Orchestrated RPi cluster

Objective

Build a HPC home-lab based on RPIs managed by a K8S cluster on a laptop. Basically, the laptop is used to host the K8S cluster and all services required in an HPC cluster. The RPis are used as compute nodes and 1 is acting as the storage node delivering K8S and backup storage spaces.

Warning: security is implemented in a minimal manner

HTTPS on UI: YES
SSO configuration to be done manually after Keycloak is deployed
RBAC: default model provided by Helm chart/deployment files
No service mesh / no HTTPS between pod services

Content

Services front-ends:

Forecastle as application dashboard solution
Keycloak as SSO solution
Harbor as registry & chart museum solution
Grafana / Prometheus / Karama / node_exporters as monitoring solution
Dashboard K8S as overall admin solution
Netbox as DCIM solution
JupyterHub as developers dream
Discourse as FAQ solution
Velero as backup solution
ELK stack as logging solution (optionnal since it requires plenty of CPUs/RAM on the Windows machine)
Singularity Enterprise as job container solution (optionnal since it requires a valid license - not available on this github)

End-user additonal services:

Ansible pod as deployment solution
Slurm as Workload scheduler solution

Storage node services:

minio as S3 solution
NFS server as dynamic storage class for K8S services

Screenshots

RPi Cluster View ( 3D printed racks )

Apps dashboard

K8S lens ... dashboard on steroids

minio dashboard - backup content on S3

Netbox: 'The source of truth' :-)

Grafana Cluster Status

Grafana RPI Cluster Status

Grafana SLURM monitoring

Kibana ElasticSearch Fluentd Metricbeat (Work in progress)

Prometheus Targets

K8S dashboard nodes

K8S dashboard services

Harbor registry dashboard

High-level design

Compatibility

Branch / Kubernetes Version	1.19.X	1.20.X
Master/Workers	✅	✅

✅ Compatible
⚠️ Has issues
❌ Incompatible

System description

RPis[01]:
- Specs: RPi 3 or 4, with attached USB disk
- role: storage node with NFS server
- role: ansible deployment node (not yet implemented)
RPis[02-0x]: compute nodes
Laptop: Vagrant-based K8S server providing the management stack of this tiny HPC-RPi cluster.
- Specs: CPU: VT-x capable CPU, RAM: min: 8GB memory (without the EFK stack), desired: 16GB, max: no limits
- Windows 10 PRO - not tested with Linux, but should work
- Vagrant
- Virtualbox
1 switch
Some RJ45 cables
1 multi-USB power station

Network and Laptop configuration

The aim is to have the laptop connected using the Wifi to the external world, and use the Laptop Eth0 interface to connect the RPi Cluster.

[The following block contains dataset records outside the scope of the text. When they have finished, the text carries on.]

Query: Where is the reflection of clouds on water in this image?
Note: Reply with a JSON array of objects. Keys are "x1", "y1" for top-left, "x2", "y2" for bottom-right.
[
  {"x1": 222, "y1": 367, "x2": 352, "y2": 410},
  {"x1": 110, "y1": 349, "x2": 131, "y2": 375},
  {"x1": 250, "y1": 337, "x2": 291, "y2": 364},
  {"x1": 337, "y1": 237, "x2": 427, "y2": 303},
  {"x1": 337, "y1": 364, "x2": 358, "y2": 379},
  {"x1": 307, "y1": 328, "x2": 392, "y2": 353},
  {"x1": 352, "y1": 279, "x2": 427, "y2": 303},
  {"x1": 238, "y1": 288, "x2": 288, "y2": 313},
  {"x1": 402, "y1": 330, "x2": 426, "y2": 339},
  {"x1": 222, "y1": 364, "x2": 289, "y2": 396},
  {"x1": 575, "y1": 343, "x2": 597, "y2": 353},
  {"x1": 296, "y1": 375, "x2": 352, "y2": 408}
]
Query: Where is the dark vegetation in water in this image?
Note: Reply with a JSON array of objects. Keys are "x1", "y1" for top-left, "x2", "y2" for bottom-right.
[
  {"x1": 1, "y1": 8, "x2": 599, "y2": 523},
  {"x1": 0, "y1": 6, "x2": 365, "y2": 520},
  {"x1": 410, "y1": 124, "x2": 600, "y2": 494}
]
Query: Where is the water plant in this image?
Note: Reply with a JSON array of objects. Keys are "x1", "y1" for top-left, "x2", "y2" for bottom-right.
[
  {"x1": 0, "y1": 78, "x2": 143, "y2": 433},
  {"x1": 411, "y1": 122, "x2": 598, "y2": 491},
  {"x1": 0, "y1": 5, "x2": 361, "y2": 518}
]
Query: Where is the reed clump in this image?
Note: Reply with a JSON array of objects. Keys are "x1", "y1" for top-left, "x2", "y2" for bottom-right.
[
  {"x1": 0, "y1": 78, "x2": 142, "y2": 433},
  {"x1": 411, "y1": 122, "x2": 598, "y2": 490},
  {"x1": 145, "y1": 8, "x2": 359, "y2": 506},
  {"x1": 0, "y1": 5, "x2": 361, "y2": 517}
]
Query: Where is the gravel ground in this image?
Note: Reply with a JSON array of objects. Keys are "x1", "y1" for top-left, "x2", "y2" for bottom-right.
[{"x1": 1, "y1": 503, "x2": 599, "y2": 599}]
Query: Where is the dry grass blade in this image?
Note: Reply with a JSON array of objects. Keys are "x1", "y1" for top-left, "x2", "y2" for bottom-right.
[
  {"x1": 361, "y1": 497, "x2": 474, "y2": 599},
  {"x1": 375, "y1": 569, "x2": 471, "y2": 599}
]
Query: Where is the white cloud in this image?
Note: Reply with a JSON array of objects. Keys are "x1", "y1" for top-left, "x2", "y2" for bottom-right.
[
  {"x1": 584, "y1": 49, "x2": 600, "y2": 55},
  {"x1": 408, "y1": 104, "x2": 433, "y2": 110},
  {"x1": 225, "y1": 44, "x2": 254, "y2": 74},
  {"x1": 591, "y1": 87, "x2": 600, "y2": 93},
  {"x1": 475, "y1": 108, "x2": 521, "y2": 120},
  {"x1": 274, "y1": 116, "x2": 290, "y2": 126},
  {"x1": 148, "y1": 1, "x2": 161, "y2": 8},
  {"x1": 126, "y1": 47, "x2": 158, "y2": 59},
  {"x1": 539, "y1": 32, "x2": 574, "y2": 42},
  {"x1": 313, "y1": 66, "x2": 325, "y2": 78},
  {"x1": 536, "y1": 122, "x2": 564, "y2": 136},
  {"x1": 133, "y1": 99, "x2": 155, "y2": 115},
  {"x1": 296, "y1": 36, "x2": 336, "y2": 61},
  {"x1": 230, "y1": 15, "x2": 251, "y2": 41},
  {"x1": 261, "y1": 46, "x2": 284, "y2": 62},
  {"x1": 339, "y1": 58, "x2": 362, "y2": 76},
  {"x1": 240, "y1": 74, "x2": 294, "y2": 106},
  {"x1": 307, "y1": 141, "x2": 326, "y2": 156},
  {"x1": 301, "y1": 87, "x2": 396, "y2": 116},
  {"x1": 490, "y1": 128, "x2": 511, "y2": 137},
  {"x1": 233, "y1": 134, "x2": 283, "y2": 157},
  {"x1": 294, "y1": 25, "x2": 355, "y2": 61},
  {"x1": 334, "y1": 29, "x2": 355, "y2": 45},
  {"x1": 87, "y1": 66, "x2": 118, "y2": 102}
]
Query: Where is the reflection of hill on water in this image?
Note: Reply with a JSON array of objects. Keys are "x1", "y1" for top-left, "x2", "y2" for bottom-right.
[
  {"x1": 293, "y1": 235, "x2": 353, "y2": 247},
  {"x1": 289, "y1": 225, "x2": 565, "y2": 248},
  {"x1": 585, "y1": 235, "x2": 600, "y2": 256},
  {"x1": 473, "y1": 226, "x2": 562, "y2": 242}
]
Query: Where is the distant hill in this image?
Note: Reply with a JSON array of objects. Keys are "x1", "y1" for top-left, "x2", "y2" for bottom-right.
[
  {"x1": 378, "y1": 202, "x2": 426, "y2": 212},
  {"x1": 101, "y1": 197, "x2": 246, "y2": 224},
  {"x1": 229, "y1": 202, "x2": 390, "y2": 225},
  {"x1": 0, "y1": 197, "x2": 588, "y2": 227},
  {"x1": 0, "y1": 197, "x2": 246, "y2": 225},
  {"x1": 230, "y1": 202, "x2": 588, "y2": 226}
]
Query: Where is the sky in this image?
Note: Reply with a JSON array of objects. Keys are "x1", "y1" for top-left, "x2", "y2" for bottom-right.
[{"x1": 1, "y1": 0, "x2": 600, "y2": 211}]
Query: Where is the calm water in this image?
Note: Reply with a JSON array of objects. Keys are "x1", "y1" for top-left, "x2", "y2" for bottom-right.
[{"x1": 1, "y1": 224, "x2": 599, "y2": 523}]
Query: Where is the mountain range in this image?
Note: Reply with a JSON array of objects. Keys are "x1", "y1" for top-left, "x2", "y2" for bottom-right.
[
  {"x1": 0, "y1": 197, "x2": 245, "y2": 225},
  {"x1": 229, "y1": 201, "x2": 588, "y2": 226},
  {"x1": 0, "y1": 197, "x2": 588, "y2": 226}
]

This needs some preparation:

If your laptop does not have an Ethernet port (yeah, many now just have a Wifi adapter), you can buy a USB-C 10 adapters with an ethernet port
Update the registry key: HKEY_LOCAL_MACHINE\System\CurrentControlSet\Services\SharedAccess\Parameters and set the values to 10.0.0.1 instead of 192.168.137.1
Configure Windows ISC on the Wifi adapter to share the wifi and setup the Windows 10 built-in DHCP server
Connect the switch to the Laptop ethernet port, power-up the RPis, after some time you should get all online with an ip on the 10.0.0.0/24 subnet

Using this setup, the Vagrant VMs will be assigned the following IPs:

kv-master-0: 10.0.0.210
kv-worker-0: 10.0.0.220
kv-worker-1: 10.0.0.221
kv-worker-2: 10.0.0.222

Update the file: C:\Windows\System32\drivers\etc\hosts to add the node[01-05] IPs, it will be more convenient.
Install some Vagrant plugins

$ vagrant plugin install vagrant-scp
$ vagrant plugin install vagrant-winnfsd
$ vagrant plugin install vagrant-cachier

Default docker registry setup on worker nodes (can be customized), but it is automatically like this by default:

$ cat /etc/docker/daemon.json
{
  "exec-opts": ["native.cgroupdriver=systemd"],
  "log-driver": "json-file",
  "log-opts": {
    "max-size": "100m"
  },
  "insecure-registries": ["https://registry.home.lab,"https://harbor.home.lab"],
  "registry-mirrors": ["https://docker.io","https://quay.io","https://hub.docker.com"],
  "storage-driver": "overlay2"
}
$  systemctl daemon-reload && systemctl restart docker

Note: easily populate your local docker repositories with all running images of your K8S cluster. This is used when the cluster is up and running to populate the Harbor registry with all running docker images. From the workers do:

docker login --username=admin --password=Harbor12345
for i in $(docker images --format="{{.Repository}}:{{.Tag}}" | grep -v home.lab); do 
  docker tag $i harbor.home.lab/library/$i
  docker push harbor.home.lab/library/$i
done

Raspeberry PIs configuration

build a stand or buy a RPis cluster case
flash all the RPi SD with the latest Raspbian version
connect all power/switch ports
power up

Those steps will be automated later on...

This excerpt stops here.